How can I solve this problem?

Hi Beilei!

The short answer is that you are mixing gpu and cpu tensors together.
(But I do not know why commenting out act1 and act2 makes your
error (appear to) go away.)

Your images live in the gpu.

Your labels live in the cpu.

Your model lives in the gpu.

Gpu images passed through gpu model. Okay.

cls_score now lives in the cpu.

labels still live in the cpu because one_hot_smooth_label() returns
a cpu tensor.

Cpu cls_score and cpu labels passed to BCEWithLogitsLoss.
Okay. (And loss lives in the cpu.)

But you are trying to backpropagate a cpu loss through a gpu model.
So somewhere inside, your tensors don’t match.

(I don’t know why this “fixes” the error, but I doubt it’s the real issue.)

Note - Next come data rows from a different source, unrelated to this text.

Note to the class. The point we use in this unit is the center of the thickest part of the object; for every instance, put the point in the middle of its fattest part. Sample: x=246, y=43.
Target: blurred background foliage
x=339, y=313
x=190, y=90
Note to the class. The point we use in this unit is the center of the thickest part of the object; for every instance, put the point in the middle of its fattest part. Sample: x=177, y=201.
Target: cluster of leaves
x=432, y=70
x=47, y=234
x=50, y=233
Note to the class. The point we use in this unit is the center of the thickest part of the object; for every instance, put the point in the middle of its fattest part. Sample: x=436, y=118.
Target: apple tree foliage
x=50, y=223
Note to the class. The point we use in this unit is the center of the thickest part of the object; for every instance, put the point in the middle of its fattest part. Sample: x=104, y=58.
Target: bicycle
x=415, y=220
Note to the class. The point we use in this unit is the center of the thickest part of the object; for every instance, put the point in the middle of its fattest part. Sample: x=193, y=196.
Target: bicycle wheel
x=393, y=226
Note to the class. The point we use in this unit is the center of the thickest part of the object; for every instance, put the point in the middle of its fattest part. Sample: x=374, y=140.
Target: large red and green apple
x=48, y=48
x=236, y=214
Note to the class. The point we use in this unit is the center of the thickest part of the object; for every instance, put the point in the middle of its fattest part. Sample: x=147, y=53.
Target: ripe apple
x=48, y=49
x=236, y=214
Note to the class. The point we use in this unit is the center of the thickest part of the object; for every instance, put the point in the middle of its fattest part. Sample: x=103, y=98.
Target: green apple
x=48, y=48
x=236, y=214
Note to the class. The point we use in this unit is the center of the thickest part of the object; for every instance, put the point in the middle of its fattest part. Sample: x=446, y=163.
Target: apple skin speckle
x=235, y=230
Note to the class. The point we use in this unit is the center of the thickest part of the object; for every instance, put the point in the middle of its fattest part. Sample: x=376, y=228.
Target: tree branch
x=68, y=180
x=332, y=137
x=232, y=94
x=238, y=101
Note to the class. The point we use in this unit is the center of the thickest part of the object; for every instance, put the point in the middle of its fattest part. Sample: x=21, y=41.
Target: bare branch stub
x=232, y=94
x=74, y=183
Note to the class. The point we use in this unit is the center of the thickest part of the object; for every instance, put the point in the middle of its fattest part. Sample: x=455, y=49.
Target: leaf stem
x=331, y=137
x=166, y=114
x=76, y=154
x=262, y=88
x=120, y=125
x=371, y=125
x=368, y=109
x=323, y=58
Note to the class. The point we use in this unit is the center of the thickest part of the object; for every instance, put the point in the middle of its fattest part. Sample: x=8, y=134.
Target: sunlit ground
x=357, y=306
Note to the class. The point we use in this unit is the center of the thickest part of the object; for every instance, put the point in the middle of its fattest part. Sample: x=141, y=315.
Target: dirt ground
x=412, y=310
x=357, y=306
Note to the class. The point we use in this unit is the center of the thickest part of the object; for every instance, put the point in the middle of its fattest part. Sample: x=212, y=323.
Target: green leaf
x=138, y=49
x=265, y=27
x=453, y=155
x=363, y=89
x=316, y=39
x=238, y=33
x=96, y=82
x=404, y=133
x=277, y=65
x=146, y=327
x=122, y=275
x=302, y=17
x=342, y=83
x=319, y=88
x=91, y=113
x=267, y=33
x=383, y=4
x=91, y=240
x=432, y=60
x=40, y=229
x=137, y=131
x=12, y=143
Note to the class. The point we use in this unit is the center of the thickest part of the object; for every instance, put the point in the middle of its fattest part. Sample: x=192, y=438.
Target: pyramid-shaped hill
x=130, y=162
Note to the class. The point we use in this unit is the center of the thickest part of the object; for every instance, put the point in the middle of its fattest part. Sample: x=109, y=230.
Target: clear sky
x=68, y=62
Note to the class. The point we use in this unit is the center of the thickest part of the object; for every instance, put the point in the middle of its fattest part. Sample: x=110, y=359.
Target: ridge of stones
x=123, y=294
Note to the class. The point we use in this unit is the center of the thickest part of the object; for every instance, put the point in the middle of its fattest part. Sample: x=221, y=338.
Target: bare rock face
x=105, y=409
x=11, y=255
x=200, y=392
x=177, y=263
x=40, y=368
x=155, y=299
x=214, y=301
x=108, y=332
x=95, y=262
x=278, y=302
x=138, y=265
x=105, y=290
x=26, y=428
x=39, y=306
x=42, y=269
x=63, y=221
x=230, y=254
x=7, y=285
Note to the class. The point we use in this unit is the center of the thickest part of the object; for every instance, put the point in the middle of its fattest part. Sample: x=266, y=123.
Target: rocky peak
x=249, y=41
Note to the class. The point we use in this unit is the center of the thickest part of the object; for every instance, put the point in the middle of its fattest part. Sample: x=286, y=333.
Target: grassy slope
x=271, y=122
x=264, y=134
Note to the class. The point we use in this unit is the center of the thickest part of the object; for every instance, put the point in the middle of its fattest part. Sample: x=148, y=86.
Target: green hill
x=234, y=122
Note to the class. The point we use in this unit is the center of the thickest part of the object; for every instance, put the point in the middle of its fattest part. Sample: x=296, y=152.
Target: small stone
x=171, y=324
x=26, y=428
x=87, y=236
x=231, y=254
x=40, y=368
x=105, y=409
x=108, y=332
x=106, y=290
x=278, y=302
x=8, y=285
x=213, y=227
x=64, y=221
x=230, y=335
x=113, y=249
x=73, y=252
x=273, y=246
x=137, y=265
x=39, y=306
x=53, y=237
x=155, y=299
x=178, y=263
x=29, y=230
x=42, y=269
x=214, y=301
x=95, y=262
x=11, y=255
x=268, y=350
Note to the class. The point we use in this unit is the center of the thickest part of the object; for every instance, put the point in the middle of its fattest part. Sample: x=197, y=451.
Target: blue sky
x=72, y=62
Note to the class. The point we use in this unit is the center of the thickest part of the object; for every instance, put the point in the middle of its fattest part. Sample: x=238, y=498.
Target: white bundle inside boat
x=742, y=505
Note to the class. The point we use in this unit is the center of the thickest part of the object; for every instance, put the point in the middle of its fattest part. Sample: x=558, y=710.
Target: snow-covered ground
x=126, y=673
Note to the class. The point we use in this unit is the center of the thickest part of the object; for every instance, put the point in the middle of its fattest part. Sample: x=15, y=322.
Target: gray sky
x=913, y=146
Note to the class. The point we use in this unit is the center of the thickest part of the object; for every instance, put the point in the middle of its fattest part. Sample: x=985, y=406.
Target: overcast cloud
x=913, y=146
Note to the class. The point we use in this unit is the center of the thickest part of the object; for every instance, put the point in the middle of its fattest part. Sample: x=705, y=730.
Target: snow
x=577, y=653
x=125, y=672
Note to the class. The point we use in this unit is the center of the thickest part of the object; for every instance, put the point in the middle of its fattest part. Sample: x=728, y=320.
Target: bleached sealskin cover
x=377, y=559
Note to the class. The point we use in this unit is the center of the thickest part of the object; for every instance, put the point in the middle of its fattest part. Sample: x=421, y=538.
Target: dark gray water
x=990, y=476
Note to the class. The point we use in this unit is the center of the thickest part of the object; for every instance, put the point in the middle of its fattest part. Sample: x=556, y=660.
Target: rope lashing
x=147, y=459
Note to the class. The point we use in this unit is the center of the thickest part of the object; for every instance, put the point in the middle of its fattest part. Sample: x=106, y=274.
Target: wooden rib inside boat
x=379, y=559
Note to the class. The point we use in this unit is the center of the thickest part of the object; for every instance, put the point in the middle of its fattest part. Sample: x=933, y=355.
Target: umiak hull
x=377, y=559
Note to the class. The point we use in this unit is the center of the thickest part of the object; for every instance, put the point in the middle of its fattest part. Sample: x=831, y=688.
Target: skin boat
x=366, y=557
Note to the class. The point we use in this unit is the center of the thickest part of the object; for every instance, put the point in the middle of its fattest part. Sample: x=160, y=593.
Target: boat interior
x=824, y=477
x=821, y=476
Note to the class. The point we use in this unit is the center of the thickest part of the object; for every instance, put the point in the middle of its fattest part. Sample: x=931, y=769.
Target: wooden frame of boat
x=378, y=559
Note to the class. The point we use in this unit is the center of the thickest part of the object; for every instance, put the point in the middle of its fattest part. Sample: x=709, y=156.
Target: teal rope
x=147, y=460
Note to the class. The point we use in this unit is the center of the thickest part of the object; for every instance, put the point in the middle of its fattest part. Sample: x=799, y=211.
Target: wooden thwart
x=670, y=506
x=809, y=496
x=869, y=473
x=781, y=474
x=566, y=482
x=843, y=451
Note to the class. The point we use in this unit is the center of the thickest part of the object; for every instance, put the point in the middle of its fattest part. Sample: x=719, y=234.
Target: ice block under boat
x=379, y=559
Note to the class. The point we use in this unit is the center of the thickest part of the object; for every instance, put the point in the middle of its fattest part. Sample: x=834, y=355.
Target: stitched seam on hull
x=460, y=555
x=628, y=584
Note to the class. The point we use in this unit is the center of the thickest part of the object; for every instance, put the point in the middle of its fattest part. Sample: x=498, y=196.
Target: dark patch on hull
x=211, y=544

Probably the simplest thing would be to leave cls_score in the gpu,
and move labels to the gpu. Thus:

# cls_score=cls_score.to('cpu')
labels=one_hot_smooth_label(labels,20)
labels = labels.cuda()
criterion=nn.BCEWithLogitsLoss()
loss=criterion(cls_score,labels)
loss.backward()

Now cls_score, labels, and loss should all be consistently in the
gpu, so you should be able to backpropagate your gpu loss through
your gpu model.

Good luck.

K. Frank

Thank you very much for your kind answer, which is indeed reasonable. But unfortunately it doesn’t seem to have solved the problem

class myNet(nn.Module):
    def __init__(self):
        super(myNet,self).__init__()
        self.act1=Dynamic_relu_b(64)
        self.conv1=nn.Conv2d(3,64,3)
        self.pool=nn.AdaptiveAvgPool2d(1)
        self.fc=nn.Linear(128,20)
    def forward(self,x):
        x=self.conv1(x)
        x=self.act1(x)
        x=self.pool(x)
        x=x.view(x.shape[0],-1)
        x=self.fc(x)
     

        return x
output=model(images)
labels=one_hot_smooth_label(labels,20)
labels = labels.cuda()
criterion=nn.BCEWithLogitsLoss()

loss=criterion(output,labels)
loss.backward()
RuntimeError                              Traceback (most recent call last)
<ipython-input-42-1268777e87e6> in <module>()
     21 
     22 loss=criterion(output,labels)
---> 23 loss.backward()

1 frames
/usr/local/lib/python3.6/dist-packages/torch/autograd/__init__.py in backward(tensors, grad_tensors, retain_graph, create_graph, grad_variables)
     98     Variable._execution_engine.run_backward(
     99         tensors, grad_tensors, retain_graph, create_graph,
--> 100         allow_unreachable=True)  # allow_unreachable flag
    101 
    102 

RuntimeError: Function AddBackward0 returned an invalid gradient at index 1 - expected type TensorOptions(dtype=float, device=cpu, layout=Strided, requires_grad=false) but got TensorOptions(dtype=float, device=cuda:0, layout=Strided, requires_grad=false) (validate_outputs at /pytorch/torch/csrc/autograd/engine.cpp:484)
frame #0: c10::Error::Error(c10::SourceLocation, std::string const&) + 0x46 (0x7fcf7711b536 in /usr/local/lib/python3.6/dist-packages/torch/lib/libc10.so)
frame #1: <unknown function> + 0x2d84224 (0x7fcfb1bad224 in /usr/local/lib/python3.6/dist-packages/torch/lib/libtorch_cpu.so)
frame #2: torch::autograd::Engine::evaluate_function(std::shared_ptr<torch::autograd::GraphTask>&, torch::autograd::Node*, torch::autograd::InputBuffer&) + 0x548 (0x7fcfb1baed58 in /usr/local/lib/python3.6/dist-packages/torch/lib/libtorch_cpu.so)
frame #3: torch::autograd::Engine::thread_main(std::shared_ptr<torch::autograd::GraphTask> const&, bool) + 0x3d2 (0x7fcfb1bb0ce2 in /usr/local/lib/python3.6/dist-packages/torch/lib/libtorch_cpu.so)
frame #4: torch::autograd::Engine::thread_init(int) + 0x39 (0x7fcfb1ba9359 in /usr/local/lib/python3.6/dist-packages/torch/lib/libtorch_cpu.so)
frame #5: torch::autograd::python::PythonEngine::thread_init(int) + 0x38 (0x7fcfbe2e8378 in /usr/local/lib/python3.6/dist-packages/torch/lib/libtorch_python.so)
frame #6: <unknown function> + 0xbd6df (0x7fcfe23416df in /usr/lib/x86_64-linux-gnu/libstdc++.so.6)
frame #7: <unknown function> + 0x76db (0x7fcfe34236db in /lib/x86_64-linux-gnu/libpthread.so.0)
frame #8: clone + 0x3f (0x7fcfe375c88f in /lib/x86_64-linux-gnu/libc.so.6)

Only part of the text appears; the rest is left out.